Here are 12 tips to build healthy sleep habits in kids

People of all ages need adequate sleep, especially children as they are constantly on the run. However, many children and adolescents suffer from sleep problems, which can make it difficult for them to concentrate at school, at home, or at play. Sleep deprivation or insufficient sleep can also affect a child’s emotions, behavior, weight, and mood. The Covid-19 pandemic has also had a significant impact on children’s sleeping habits and has changed them in many ways over the past two years.

So today we are going to talk about developing healthy sleep habits in children.

Why are healthy sleep habits important for children?

While your child sleeps, an intricate cycle of activities takes place. The body alternates between two phases during sleep: rapid eye movement (REM), during which dreams often occur, and non-rapid eye movement (NREM), the quieter phase of sleep. Until they reach preschool age, your child will alternate between these states about every 90 minutes.

Since this is the time when the body needs to do some “housekeeping,” getting adequate sleep is important, as is getting through these stages properly. During sleep, your child’s body replenishes energy reserves, heals tissues and produces hormones important for development. Improved attention, behavior, mood, learning, memories, quality of life, and mental and physical health are all benefits of getting adequate sleep on a regular basis.
By learning good sleep practices or sleep hygiene early on, many sleep problems can be avoided.

If your child can’t sleep, follow these tips.

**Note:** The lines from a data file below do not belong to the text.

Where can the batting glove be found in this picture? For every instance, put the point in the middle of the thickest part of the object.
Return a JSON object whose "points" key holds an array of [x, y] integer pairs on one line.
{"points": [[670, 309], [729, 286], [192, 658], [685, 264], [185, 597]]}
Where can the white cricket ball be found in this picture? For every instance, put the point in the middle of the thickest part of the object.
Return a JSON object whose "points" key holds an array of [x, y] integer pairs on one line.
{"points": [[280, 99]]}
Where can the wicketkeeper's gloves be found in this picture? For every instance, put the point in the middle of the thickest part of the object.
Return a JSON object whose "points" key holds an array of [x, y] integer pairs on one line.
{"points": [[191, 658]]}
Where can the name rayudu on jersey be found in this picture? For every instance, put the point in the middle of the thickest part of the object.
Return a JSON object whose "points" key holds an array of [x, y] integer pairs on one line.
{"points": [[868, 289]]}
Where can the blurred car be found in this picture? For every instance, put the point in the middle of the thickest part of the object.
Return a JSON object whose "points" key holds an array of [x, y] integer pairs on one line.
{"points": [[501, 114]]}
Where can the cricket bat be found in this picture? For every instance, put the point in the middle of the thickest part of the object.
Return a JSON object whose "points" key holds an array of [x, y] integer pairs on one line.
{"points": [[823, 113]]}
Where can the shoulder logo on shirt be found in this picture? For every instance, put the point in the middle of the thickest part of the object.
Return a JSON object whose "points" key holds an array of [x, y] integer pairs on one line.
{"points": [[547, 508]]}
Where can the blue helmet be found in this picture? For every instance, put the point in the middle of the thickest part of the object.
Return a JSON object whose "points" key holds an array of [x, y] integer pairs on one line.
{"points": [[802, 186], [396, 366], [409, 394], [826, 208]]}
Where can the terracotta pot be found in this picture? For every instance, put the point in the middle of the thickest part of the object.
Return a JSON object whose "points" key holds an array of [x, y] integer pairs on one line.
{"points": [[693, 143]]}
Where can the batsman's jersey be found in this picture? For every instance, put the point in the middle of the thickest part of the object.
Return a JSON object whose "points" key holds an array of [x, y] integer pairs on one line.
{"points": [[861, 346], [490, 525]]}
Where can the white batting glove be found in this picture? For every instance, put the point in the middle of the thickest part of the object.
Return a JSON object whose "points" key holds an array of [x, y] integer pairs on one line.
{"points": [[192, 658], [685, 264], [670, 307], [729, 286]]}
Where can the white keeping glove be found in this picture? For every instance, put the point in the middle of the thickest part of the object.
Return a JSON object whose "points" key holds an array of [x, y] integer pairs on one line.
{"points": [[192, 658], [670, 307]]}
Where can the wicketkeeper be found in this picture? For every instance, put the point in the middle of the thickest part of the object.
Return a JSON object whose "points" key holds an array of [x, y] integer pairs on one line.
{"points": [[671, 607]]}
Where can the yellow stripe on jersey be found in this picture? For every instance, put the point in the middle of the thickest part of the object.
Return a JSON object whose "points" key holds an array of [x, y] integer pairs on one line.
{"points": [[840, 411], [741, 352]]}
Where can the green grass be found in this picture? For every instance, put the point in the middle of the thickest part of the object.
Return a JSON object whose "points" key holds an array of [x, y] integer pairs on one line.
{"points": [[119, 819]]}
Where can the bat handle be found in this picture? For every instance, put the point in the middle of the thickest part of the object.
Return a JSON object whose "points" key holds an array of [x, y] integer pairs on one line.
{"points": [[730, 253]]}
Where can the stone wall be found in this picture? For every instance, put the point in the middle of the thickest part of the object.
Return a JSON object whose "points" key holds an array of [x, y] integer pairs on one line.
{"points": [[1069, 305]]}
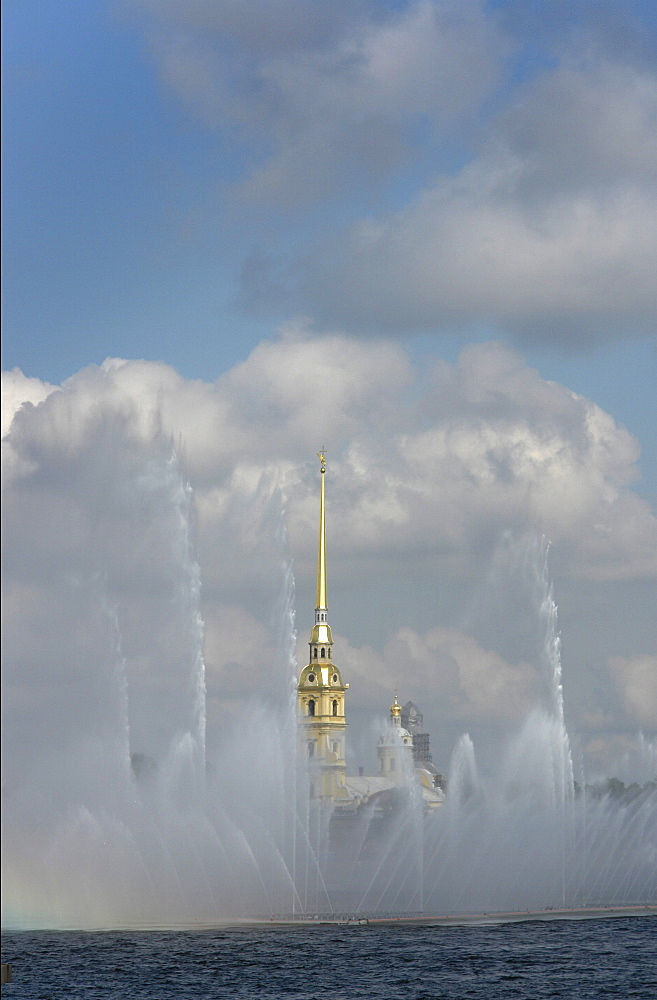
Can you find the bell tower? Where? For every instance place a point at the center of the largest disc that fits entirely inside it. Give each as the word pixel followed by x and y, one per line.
pixel 321 691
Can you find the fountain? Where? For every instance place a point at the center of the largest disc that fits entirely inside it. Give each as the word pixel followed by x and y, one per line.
pixel 103 833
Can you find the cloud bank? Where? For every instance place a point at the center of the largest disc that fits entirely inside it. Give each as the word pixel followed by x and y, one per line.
pixel 429 471
pixel 446 179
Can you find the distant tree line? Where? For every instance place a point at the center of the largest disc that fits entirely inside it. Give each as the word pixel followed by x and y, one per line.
pixel 616 789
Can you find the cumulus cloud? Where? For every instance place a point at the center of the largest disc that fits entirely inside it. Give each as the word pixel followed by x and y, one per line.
pixel 427 471
pixel 636 680
pixel 549 231
pixel 321 93
pixel 515 201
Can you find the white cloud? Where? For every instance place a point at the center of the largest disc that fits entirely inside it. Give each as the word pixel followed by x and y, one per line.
pixel 318 95
pixel 553 246
pixel 427 472
pixel 636 679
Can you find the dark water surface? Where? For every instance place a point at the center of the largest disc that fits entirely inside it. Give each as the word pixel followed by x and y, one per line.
pixel 574 959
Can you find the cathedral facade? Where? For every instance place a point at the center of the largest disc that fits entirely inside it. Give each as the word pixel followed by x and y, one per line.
pixel 322 720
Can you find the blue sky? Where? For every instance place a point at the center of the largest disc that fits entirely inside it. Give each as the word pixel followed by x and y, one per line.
pixel 123 234
pixel 393 185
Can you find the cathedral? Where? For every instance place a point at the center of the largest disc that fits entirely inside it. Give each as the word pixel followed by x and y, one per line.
pixel 403 750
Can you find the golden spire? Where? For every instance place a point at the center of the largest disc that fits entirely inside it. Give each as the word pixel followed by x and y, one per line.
pixel 321 632
pixel 321 547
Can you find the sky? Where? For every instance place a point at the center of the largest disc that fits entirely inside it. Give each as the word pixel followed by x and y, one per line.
pixel 420 234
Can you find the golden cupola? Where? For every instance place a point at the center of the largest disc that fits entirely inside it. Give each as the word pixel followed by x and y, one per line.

Image courtesy: Shutterstock

Create a schedule that allows your child to put aside the day’s events and worries and rest peacefully until the next morning to promote sound sleep.

Tips for a healthy sleep pattern:

1. Make getting enough sleep a family priority: Set firm limits, like the hours when the lights must be turned off.

2. Establish a sleep ritual

  • Let them take a nice bath, listen to music or read a book so they can relax.
  • Create a relaxed atmosphere. Check that the temperature is just right and turn off the lights. Using a night light is fine.
  • Before you turn off the light, spend some time with your child. Talk about topics that won’t upset her.
  • Set an alarm for when to wake up in the morning.

3. Encourage your child to put the clock in a place where they cannot see it from their bed if they are constantly checking the time.

Also read: Does your child have trouble sleeping? Here are 7 ways to make bedtime easier for her

4. Keep your child busy during the day but stay away from strenuous activities just before bedtime. Avoid planning too many events, especially late at night.

5. Encourage your child to get as much sunlight as possible during the day, especially in the morning. Melatonin is suppressed by bright light. This will make your child feel alert and alert during the day and sleepy before nightfall.

sleeping habits in children
Vitamin D is important for all of us. Image courtesy: Shutterstock

6. Naps should be avoided by your child. Napping during the day can make it difficult to fall asleep at night. If they insist on napping, it shouldn’t be longer than 30 minutes.

7. Turn off all electronic devices with lit screens, including computers, cell phones, and video games, at least one hour before bedtime. Your child may have trouble sleeping due to the screen lighting.

8. Your child should avoid caffeinated beverages such as sodas, energy drinks, coffee and tea, especially in the afternoon and evening.

9. While your child shouldn’t eat a big dinner right before bed, they shouldn’t go to bed hungry either. A small snack is an excellent idea before bed.

10. Maintain a consistent sleep routine. At weekends, too, encourage your child to go to sleep and wake up at their usual time, just like they do every day. Even if he prefers to sleep extra at the weekend, he should get up no later than two hours after the normal time on weekdays.

sleeping habits in children
Make a bedtime routine and follow it. Image courtesy: Shutterstock

11. Only sleep on beds. Don’t let them eat or watch TV in bed. In the child’s memory, the bed should only be associated with sleeping. If necessary, remove the TV completely from the bedroom.

12. Teach him to get some rest when he’s feeling tired instead of waiting until he feels “second wind.”

If your child still can’t sleep after 20 minutes in bed, have them get up and do something else until they feel sleepy. It can take up to two weeks for the effects of these changes to manifest. Don’t give up after the first week!

Bring away

Your child’s daily habits, including what they eat and drink, the medications they take, their daily routine and how they spend their evenings can have a big impact on how well they sleep. Under certain circumstances, even small changes can mean the difference between a good night’s sleep and a restless one.